Изменить размер шрифта - +
«Не в пустыне же он работал, наверняка остались коллеги, учителя и ученики. Хотя бы этот его друг… Запамятовал фамилию, то ли Корзин, то ли Корсун», – вспомнил Женька слова старика‑генетика, подбегая к дому.

Не спеша становиться под душ, он лихорадочно перелистал страницы записной книжки. «Неужели?! – билась мысль. – Неужели?! Нет, так не бывает!.. не бывает!..» Он набрал код 044, затем домашний телефон старого приятеля Толика из Киева, с замиранием сердца считал долгие гудки, пока, наконец, трубка не пискнула и на другом конце провода, из другой теперь уже страны не отозвался знакомый голос:

– Слухаю!

– Толик?! Толик, привет! Это Женя… Женя Столетник из Москвы, забыл меня, чи шо?!

– О‑о!.. Женя!.. Чому ж забув? Я нэ забув, пам'ятаю! Як справы?

– Нормально! А ты там как? На хлеб хватает?..

– Чому ж ни? – засмеялся Толик. – Робимо ще, не тильки хлиб, и сало имо!

– Ну, молоток!

– Як Валерия Брониславна? Чи пише?

– Пишет, пишет, привети тебе шлет, все у нее о'кей.

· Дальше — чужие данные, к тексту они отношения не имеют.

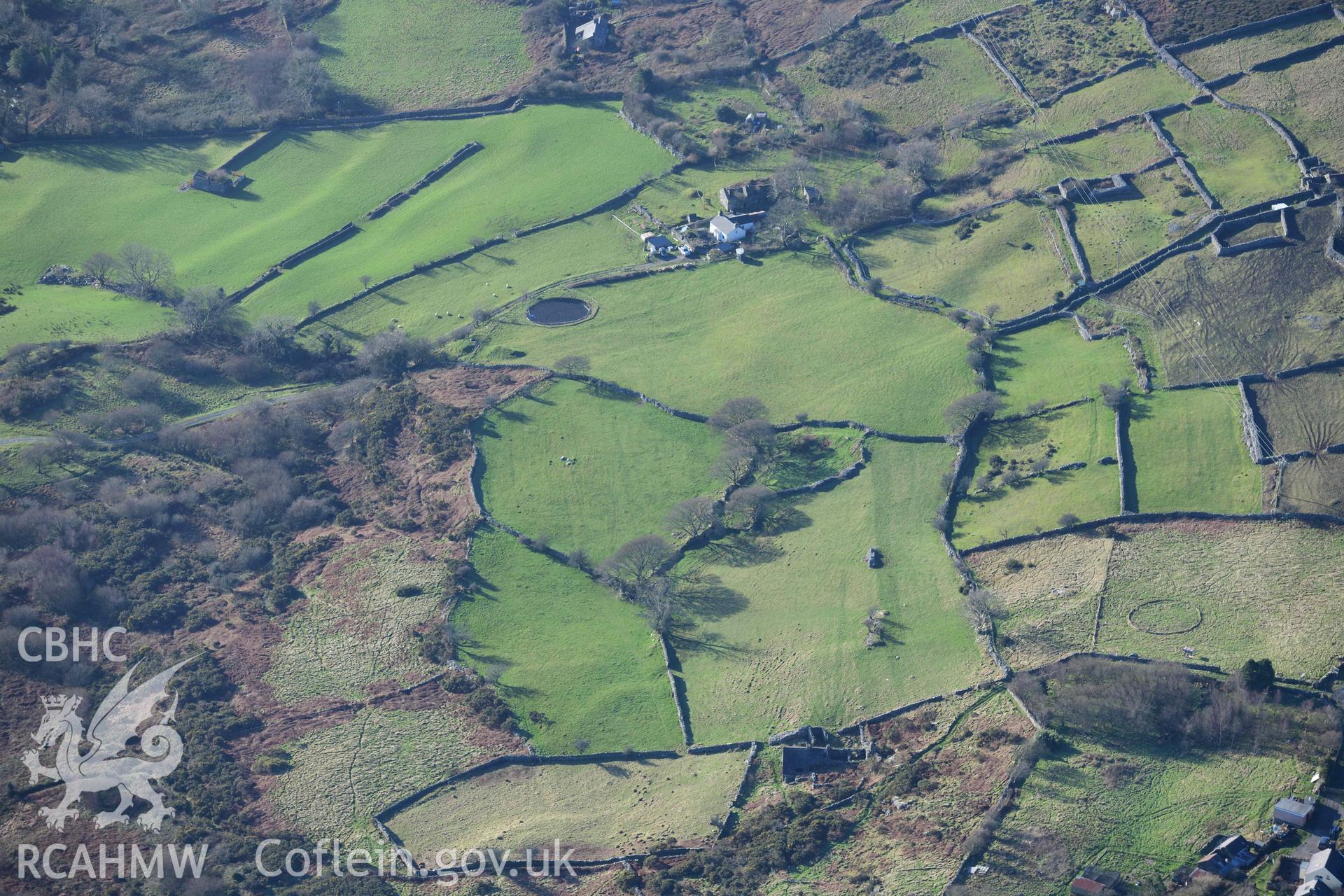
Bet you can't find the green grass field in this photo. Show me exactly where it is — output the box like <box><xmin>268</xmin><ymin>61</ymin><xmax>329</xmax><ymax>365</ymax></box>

– Дякую. А Шериф як, ще живый?

– А як же!.. Слушай, Толик, дорогой, поройся в своем блокноте, найди мне Корзуна Александра Ивановича. Очень надо. Помнишь его?

– Пам'ятаю, зараз знайду…

Женька поставил аппарат на пол, сел в шпагат, закрыл глаза. Сердце привычно входило в замедленный режим.

– Знайшов!.. Женю, ты чуешь мени?.. Пиши!..

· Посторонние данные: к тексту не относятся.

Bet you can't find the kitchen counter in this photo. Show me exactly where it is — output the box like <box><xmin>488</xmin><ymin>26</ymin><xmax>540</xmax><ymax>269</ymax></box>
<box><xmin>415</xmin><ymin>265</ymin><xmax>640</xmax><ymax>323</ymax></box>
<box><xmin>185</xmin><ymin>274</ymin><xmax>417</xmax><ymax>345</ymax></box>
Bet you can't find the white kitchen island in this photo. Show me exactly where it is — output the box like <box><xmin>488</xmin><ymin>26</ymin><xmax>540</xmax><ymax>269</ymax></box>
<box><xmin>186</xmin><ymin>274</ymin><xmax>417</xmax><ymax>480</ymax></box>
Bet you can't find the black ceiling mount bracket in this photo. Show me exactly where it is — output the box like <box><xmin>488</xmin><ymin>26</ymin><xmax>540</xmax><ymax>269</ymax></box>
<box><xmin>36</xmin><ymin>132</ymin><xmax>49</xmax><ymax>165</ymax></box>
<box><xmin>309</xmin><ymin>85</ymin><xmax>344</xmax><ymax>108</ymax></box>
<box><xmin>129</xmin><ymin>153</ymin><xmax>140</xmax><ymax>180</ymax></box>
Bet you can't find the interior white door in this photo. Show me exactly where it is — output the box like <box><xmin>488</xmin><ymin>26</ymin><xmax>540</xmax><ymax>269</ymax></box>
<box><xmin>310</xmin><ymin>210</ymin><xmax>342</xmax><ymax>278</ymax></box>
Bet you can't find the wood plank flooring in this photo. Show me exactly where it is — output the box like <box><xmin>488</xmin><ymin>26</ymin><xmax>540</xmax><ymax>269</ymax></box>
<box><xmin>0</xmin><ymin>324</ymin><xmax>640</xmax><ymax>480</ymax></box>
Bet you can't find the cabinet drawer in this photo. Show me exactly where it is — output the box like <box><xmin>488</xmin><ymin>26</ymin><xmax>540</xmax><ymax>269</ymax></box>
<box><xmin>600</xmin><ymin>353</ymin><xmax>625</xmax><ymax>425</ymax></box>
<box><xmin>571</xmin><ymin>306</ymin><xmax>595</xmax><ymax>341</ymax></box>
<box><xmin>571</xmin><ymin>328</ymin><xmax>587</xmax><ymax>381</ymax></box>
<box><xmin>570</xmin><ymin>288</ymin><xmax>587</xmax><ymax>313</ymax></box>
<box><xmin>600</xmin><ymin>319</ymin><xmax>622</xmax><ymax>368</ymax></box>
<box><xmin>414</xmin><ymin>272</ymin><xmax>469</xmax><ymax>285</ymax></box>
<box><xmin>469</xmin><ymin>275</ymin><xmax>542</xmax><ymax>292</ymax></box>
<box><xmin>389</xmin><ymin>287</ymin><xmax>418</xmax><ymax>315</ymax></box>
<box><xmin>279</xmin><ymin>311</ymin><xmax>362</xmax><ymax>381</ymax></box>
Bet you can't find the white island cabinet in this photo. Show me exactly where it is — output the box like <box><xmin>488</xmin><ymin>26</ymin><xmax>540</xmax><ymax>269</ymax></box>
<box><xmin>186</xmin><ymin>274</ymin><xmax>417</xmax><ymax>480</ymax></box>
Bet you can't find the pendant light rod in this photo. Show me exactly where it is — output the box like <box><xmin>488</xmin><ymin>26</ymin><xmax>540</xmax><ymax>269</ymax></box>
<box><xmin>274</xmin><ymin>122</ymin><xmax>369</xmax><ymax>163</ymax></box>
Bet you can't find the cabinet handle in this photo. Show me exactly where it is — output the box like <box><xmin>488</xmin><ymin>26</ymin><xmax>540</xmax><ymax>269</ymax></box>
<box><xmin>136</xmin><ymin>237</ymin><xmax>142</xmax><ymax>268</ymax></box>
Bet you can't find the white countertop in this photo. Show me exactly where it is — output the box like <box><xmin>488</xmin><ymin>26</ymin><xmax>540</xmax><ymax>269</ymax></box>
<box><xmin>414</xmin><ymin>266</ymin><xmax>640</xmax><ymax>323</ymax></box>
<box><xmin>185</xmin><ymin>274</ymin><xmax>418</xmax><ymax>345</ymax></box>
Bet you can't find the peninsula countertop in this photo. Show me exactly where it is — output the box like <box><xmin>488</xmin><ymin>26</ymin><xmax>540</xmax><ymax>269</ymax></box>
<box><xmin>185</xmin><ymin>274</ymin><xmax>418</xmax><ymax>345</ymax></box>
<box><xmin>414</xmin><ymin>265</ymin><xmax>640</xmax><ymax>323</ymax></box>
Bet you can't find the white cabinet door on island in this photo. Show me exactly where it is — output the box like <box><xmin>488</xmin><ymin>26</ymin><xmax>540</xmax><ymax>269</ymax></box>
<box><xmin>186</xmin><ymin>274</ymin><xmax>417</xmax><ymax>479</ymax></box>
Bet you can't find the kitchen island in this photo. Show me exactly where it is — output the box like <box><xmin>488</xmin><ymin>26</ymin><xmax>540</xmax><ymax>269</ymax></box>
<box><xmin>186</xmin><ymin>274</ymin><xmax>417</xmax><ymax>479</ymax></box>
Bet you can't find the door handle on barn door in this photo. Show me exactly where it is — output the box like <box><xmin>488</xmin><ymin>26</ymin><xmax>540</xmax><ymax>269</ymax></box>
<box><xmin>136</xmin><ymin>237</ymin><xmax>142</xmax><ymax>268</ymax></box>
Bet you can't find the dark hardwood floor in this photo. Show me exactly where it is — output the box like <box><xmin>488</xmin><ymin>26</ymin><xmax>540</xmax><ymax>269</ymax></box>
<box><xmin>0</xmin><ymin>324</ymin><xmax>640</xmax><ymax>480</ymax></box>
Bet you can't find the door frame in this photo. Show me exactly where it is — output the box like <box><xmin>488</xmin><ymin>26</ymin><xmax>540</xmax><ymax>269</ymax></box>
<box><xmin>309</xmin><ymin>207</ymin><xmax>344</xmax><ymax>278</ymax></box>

Записав телефон знакомого физика, с которым у него было связано много воспоминаний, Женька поблагодарил Толика, продиктовал ему свои координаты и пригласил в гости.

«Я полон энергии…

Мое дыхание глубокое, ровное, уверенное…

В моей жизни все прекрасно…

Мое сознание спокойно, как ледяное озеро…»

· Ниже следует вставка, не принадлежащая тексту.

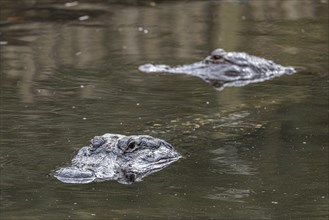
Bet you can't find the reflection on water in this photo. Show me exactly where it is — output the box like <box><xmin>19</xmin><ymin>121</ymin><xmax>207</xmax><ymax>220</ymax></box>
<box><xmin>0</xmin><ymin>0</ymin><xmax>329</xmax><ymax>219</ymax></box>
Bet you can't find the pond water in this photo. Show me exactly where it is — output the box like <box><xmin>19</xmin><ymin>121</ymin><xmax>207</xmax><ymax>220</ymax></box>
<box><xmin>0</xmin><ymin>0</ymin><xmax>329</xmax><ymax>219</ymax></box>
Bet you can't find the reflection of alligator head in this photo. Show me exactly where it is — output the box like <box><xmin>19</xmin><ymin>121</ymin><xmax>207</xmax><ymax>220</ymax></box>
<box><xmin>138</xmin><ymin>49</ymin><xmax>296</xmax><ymax>90</ymax></box>
<box><xmin>54</xmin><ymin>134</ymin><xmax>181</xmax><ymax>184</ymax></box>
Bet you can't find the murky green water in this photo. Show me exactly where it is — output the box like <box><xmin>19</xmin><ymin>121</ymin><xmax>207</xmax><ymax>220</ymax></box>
<box><xmin>0</xmin><ymin>0</ymin><xmax>329</xmax><ymax>219</ymax></box>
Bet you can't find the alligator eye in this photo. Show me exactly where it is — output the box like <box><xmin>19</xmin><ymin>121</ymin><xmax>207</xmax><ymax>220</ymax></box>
<box><xmin>211</xmin><ymin>55</ymin><xmax>222</xmax><ymax>60</ymax></box>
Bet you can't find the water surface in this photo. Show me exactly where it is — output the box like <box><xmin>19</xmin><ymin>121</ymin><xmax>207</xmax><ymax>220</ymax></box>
<box><xmin>0</xmin><ymin>0</ymin><xmax>328</xmax><ymax>219</ymax></box>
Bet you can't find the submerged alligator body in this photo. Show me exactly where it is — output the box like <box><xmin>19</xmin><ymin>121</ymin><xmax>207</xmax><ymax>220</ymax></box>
<box><xmin>138</xmin><ymin>48</ymin><xmax>296</xmax><ymax>90</ymax></box>
<box><xmin>54</xmin><ymin>134</ymin><xmax>181</xmax><ymax>184</ymax></box>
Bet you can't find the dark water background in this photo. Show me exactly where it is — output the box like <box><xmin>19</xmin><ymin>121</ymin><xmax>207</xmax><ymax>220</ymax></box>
<box><xmin>0</xmin><ymin>0</ymin><xmax>329</xmax><ymax>220</ymax></box>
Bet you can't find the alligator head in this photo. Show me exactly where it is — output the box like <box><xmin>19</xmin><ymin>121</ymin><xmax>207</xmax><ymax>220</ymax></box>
<box><xmin>54</xmin><ymin>134</ymin><xmax>181</xmax><ymax>184</ymax></box>
<box><xmin>138</xmin><ymin>48</ymin><xmax>296</xmax><ymax>90</ymax></box>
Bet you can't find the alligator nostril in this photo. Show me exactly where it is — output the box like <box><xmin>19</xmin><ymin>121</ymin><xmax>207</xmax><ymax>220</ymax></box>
<box><xmin>128</xmin><ymin>142</ymin><xmax>135</xmax><ymax>149</ymax></box>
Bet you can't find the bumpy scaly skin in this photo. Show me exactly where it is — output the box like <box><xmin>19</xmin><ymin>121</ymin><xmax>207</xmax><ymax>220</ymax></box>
<box><xmin>138</xmin><ymin>48</ymin><xmax>296</xmax><ymax>90</ymax></box>
<box><xmin>54</xmin><ymin>134</ymin><xmax>181</xmax><ymax>184</ymax></box>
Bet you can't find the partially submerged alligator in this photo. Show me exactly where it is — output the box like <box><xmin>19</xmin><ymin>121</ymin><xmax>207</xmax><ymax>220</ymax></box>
<box><xmin>54</xmin><ymin>134</ymin><xmax>181</xmax><ymax>184</ymax></box>
<box><xmin>138</xmin><ymin>48</ymin><xmax>296</xmax><ymax>90</ymax></box>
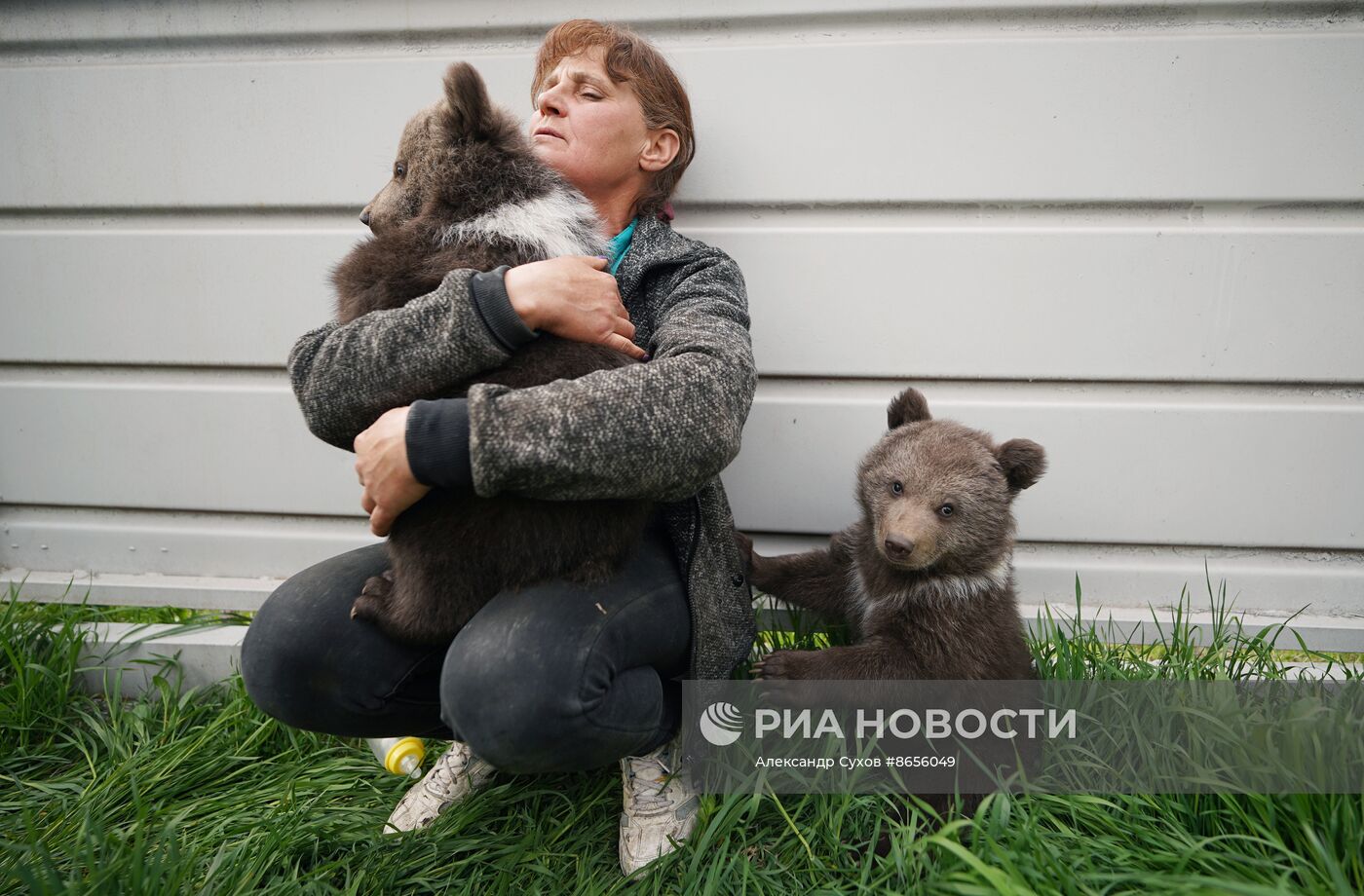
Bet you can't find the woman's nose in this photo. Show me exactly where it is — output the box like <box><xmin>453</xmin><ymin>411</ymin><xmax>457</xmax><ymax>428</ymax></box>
<box><xmin>536</xmin><ymin>90</ymin><xmax>563</xmax><ymax>117</ymax></box>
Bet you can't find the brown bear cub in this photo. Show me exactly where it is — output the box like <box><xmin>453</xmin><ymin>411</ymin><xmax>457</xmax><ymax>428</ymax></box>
<box><xmin>333</xmin><ymin>62</ymin><xmax>654</xmax><ymax>644</ymax></box>
<box><xmin>736</xmin><ymin>389</ymin><xmax>1046</xmax><ymax>681</ymax></box>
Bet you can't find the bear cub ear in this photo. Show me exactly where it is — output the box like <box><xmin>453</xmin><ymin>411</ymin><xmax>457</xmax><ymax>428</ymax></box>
<box><xmin>886</xmin><ymin>389</ymin><xmax>933</xmax><ymax>429</ymax></box>
<box><xmin>437</xmin><ymin>62</ymin><xmax>497</xmax><ymax>140</ymax></box>
<box><xmin>995</xmin><ymin>439</ymin><xmax>1046</xmax><ymax>493</ymax></box>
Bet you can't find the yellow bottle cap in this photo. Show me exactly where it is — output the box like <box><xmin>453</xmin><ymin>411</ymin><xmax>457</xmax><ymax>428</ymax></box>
<box><xmin>383</xmin><ymin>738</ymin><xmax>426</xmax><ymax>774</ymax></box>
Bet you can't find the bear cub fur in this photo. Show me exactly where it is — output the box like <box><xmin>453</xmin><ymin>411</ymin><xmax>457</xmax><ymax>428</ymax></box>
<box><xmin>333</xmin><ymin>62</ymin><xmax>654</xmax><ymax>644</ymax></box>
<box><xmin>736</xmin><ymin>389</ymin><xmax>1046</xmax><ymax>681</ymax></box>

– Алло!.. Здравствуйте. Будьте любезны, пригласите, пожалуйста, Александра Ивановича к телефону.

– А кто его спрашивает?

– Это его старый приятель из Москвы.

– Александра Ивановича нет.

– А когда он будет, не подскажете?

– Вы неправильно поняли. Его уже никогда не будет. Александр Иванович скончался…

– Как?! Простите… отчего?

– От кровоизлияния в мозг.

– Когда это случилось?

– Пятнадцатого октября…

 

Петр готов был подставить себя под удар, играть ва‑банк, лезть на рожон, – вплоть до поцелуя со смертью, – но никогда и никому не позволял унижать себя – знал: это станет отправной точкой падения в пропасть зависимости. Из кабинета Киселева он вышел злым, исполненным решимости. Не впрямую, но и недвусмысленно ему дали понять, что предшествовало нелицеприятному разговору там, наверху: Председатель Комиссии, конечно, позвонил спикеру, тот – и. о. Генерального (да еще пригрозил наверняка, напомнив о сроке предстоящего утверждения), и. о. вправил мозги Бокову, зам. Генерального по следствию, а уж тот рад был отыграться на Швеце. Петр бы его простил – никак, из одного котелка хлебали – если бы не тон. Люди менялись на глазах – не то в ожидании больших перемен, не то наоборот – в стремлении укрепить нынешние позиции. «Особые полномочия» в этой борьбе («За портфели, за что же еще!» – в сердцах бросил Киселеву Петр) не работали. Рядовой вопрос следователя был представлен как «ВМЕШАТЕЛЬСТВО ГЕНЕРАЛЬНОЙ ПРОКУРАТУРЫ В РАБОТУ ПАРЛАМЕНТСКОЙ КОМИССИИ», и то ли нервы начали сдавать, то ли самолюбие на пятом десятке взыграло, а только Петр на пять минут позабыл о своей интеллигентности и, перекричав начальника следственной части, послал его на три буквы.